The unphosphorylated moiety of fingolimod, which is the predominant form of the drug in the body, is also an active molecule. Unphosphorylated fingolimod impairs the ability of cytotoxic CD8 T cells to kill their target cells by a different mechanism, which involves the arachidonic acid pathway, which is unrelated to sphigosine phosphate receptors. This has implications both for increasing susceptibility to viral infections as well as enhancing therapeutic efficacy in multiple sclerosis.
Additionally, fingolimod shifts macrophages to an anti-inflammatory M2 phenotype. It modulates their proliferation, morphology, and cytokine release via inhibition of the transient receptor potential cation channel, subfamily M, member 7. (TRPM7).
Finally, fingolimod has also been found to have other molecular targets and functions. Fingolimod has been reported to be a cannabinoid receptor antagonist, a cPLA2 inhibitor  and a ceramide synthase inhibitor. It has also been reported to stimulate the repair process of glial cells and glial precursor cells after injury.

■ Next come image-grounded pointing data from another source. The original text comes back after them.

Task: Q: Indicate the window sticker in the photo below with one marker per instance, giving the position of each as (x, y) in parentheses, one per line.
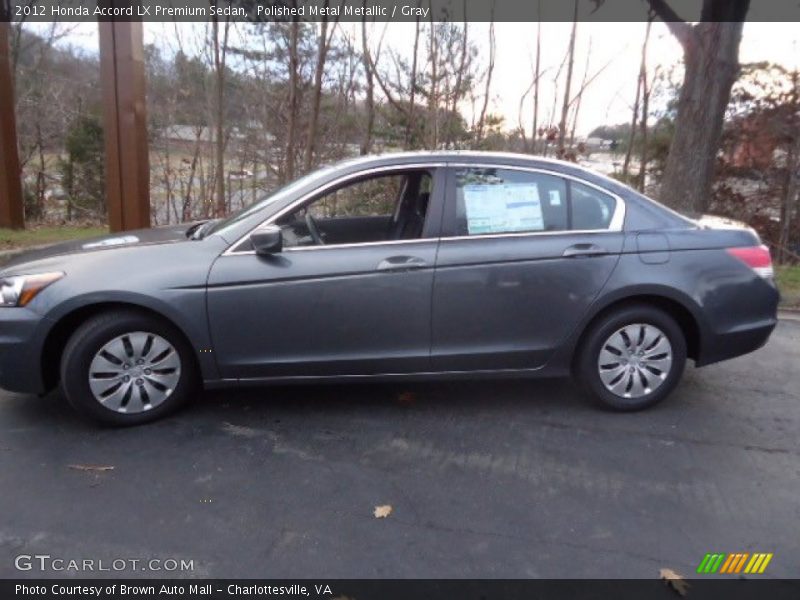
(501, 208)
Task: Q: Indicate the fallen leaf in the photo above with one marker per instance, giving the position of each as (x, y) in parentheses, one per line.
(406, 397)
(674, 580)
(240, 430)
(94, 468)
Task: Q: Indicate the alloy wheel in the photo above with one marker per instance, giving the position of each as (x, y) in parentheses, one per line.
(635, 360)
(134, 372)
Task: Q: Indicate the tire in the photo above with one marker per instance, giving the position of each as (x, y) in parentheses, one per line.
(636, 368)
(103, 380)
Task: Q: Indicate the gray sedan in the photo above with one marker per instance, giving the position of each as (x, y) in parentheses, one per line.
(417, 265)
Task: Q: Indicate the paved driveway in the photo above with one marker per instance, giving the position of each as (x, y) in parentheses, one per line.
(488, 479)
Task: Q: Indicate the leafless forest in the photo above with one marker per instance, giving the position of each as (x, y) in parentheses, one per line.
(236, 109)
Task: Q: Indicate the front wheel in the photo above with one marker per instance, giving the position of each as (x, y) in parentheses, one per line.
(632, 358)
(127, 368)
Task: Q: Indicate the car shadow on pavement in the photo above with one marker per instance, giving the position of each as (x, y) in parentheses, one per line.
(369, 399)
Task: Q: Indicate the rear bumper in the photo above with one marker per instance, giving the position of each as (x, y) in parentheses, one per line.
(20, 350)
(735, 343)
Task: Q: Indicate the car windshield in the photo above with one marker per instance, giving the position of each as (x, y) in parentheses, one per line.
(271, 198)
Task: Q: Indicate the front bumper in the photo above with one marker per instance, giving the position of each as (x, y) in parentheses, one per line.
(21, 335)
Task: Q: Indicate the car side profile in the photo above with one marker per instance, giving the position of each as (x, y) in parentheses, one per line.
(414, 265)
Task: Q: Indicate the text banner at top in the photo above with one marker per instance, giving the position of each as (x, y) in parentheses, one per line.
(371, 10)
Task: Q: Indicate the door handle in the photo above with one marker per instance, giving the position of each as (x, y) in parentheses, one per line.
(579, 250)
(401, 263)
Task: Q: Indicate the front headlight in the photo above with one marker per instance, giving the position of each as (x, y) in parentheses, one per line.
(21, 289)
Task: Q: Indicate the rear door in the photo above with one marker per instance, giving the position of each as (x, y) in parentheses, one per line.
(523, 254)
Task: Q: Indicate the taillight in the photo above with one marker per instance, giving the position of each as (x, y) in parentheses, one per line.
(755, 257)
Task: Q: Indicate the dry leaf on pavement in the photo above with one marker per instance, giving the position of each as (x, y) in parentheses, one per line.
(674, 580)
(91, 467)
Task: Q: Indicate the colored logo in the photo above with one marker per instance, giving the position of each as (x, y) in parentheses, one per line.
(742, 562)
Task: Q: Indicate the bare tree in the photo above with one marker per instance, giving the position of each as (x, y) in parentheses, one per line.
(711, 60)
(412, 88)
(570, 64)
(220, 55)
(489, 71)
(536, 77)
(791, 193)
(294, 84)
(322, 54)
(645, 87)
(637, 101)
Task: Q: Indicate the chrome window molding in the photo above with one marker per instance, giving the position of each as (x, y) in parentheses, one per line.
(614, 226)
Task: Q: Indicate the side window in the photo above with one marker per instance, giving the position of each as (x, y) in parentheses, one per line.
(591, 208)
(380, 208)
(490, 200)
(368, 198)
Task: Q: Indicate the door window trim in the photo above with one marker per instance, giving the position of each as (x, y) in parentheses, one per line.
(338, 182)
(615, 225)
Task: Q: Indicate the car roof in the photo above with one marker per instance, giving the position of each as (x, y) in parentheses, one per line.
(453, 155)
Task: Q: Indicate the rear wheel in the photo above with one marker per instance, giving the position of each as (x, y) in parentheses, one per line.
(126, 368)
(632, 358)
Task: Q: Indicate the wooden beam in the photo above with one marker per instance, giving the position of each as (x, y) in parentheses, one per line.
(12, 213)
(125, 125)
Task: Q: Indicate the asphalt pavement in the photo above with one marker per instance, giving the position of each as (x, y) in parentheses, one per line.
(491, 479)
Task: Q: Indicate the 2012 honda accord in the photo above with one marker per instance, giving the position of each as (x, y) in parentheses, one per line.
(414, 265)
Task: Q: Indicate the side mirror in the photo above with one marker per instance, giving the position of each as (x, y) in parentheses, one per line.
(267, 239)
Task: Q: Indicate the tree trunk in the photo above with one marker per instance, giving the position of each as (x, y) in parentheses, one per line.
(537, 72)
(791, 192)
(312, 126)
(293, 91)
(643, 86)
(412, 91)
(711, 58)
(562, 127)
(366, 143)
(489, 71)
(219, 144)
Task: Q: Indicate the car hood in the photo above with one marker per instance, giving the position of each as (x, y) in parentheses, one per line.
(107, 243)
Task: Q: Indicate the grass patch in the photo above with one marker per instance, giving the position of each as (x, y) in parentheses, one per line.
(11, 239)
(788, 280)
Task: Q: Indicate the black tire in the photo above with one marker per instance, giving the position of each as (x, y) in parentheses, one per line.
(587, 368)
(90, 338)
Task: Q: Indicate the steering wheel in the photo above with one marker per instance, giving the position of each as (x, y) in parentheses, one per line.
(313, 229)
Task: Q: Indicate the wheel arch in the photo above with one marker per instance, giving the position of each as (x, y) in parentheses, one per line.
(65, 325)
(680, 309)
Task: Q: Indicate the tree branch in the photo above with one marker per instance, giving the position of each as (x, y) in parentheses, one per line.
(677, 26)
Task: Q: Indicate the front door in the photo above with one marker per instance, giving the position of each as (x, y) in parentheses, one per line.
(350, 294)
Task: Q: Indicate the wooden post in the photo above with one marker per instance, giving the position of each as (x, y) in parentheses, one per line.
(11, 212)
(125, 125)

First synthesized in 1992 by Yoshitomi Pharmaceuticals, fingolimod was derived from an immunosuppressive natural product, myriocin (ISP-I) through chemical modification. Myriocin was isolated from the culture broth a type of entomopathogenic fungus (Isaria sinclairii) that was an eternal youth nostrum in traditional Chinese medicine. Showing positive results in both in vitro (mixed lymphocyte reaction) and in vivo screening (prolonging rat skin graft survival time), myriocin was modified through a series of steps to yield fingolimod, code named at the time FTY720.. A recent review highlights the synthetic methods, mode of action and potential applications of this molecule. Structure activity relationship (SAR) studies on myriocin homologs and partially synthetic derivatives showed that the configuration at the carbon bearing the 3-hydroxy group or the 14-ketone, the 6-double bond, and the 4-hydroxy group were not important for its activity and simplification of the structure of ISP-I was done in an attempt to reduce toxicity and improve drugability.
Elimination of side chain functionalities and removal of chiral centers was part of the simplification process and an intermediate compound (ISP-I-28) with the carboxylic acid of myriocin transformed to a hydroxymethyl group was generated. ISP-I-28 was found to be less toxic and more effective at lengthening rat skin allograft time than ISP-1.

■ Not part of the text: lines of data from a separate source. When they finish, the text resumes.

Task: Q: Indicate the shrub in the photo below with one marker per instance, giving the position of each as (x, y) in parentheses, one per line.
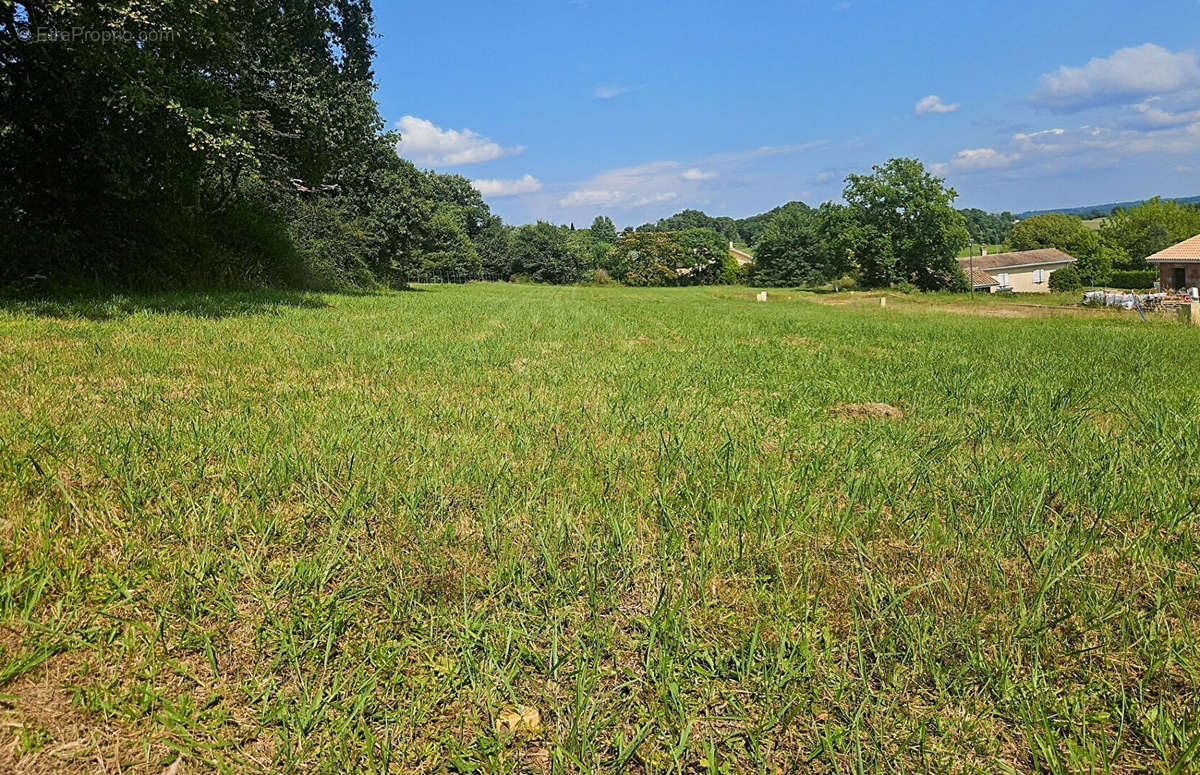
(1066, 278)
(1134, 278)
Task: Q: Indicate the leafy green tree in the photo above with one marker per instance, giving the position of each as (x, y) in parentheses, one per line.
(706, 256)
(651, 258)
(181, 118)
(544, 252)
(751, 228)
(1147, 228)
(603, 229)
(449, 251)
(912, 210)
(495, 247)
(802, 247)
(874, 257)
(694, 220)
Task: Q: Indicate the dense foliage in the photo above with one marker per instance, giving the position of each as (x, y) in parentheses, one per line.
(804, 246)
(906, 218)
(211, 144)
(1121, 245)
(753, 228)
(694, 220)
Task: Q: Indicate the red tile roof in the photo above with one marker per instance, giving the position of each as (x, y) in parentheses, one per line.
(981, 278)
(1020, 258)
(1186, 251)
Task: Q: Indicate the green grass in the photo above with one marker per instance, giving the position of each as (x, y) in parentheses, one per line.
(330, 533)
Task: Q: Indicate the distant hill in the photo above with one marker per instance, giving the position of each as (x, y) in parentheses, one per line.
(1101, 210)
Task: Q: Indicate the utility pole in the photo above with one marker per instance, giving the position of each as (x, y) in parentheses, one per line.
(971, 256)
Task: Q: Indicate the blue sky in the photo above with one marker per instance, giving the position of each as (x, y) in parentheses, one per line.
(562, 110)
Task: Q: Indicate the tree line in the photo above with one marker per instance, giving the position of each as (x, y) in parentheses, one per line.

In September 2010, fingolimod became the first oral disease-modifying drug approved by the Food and Drug Administration to reduce relapses and delay disability progression in patients with relapsing forms of multiple sclerosis. In April 2011 Novartis said that the drug would be available in Canadian pharmacies. In March 2011, the European Medicines Agency approved the drug for use in the European Union.
In 2015, after a challenge at the US Patent and Trademark Office by a generic competitor, the patent office quashed Novartis's patent claims stating they were obvious. Novartis appealed and the federal circuit upheld the patent office decision in April 2017, leaving a high likelihood of generics coming to market by 2019.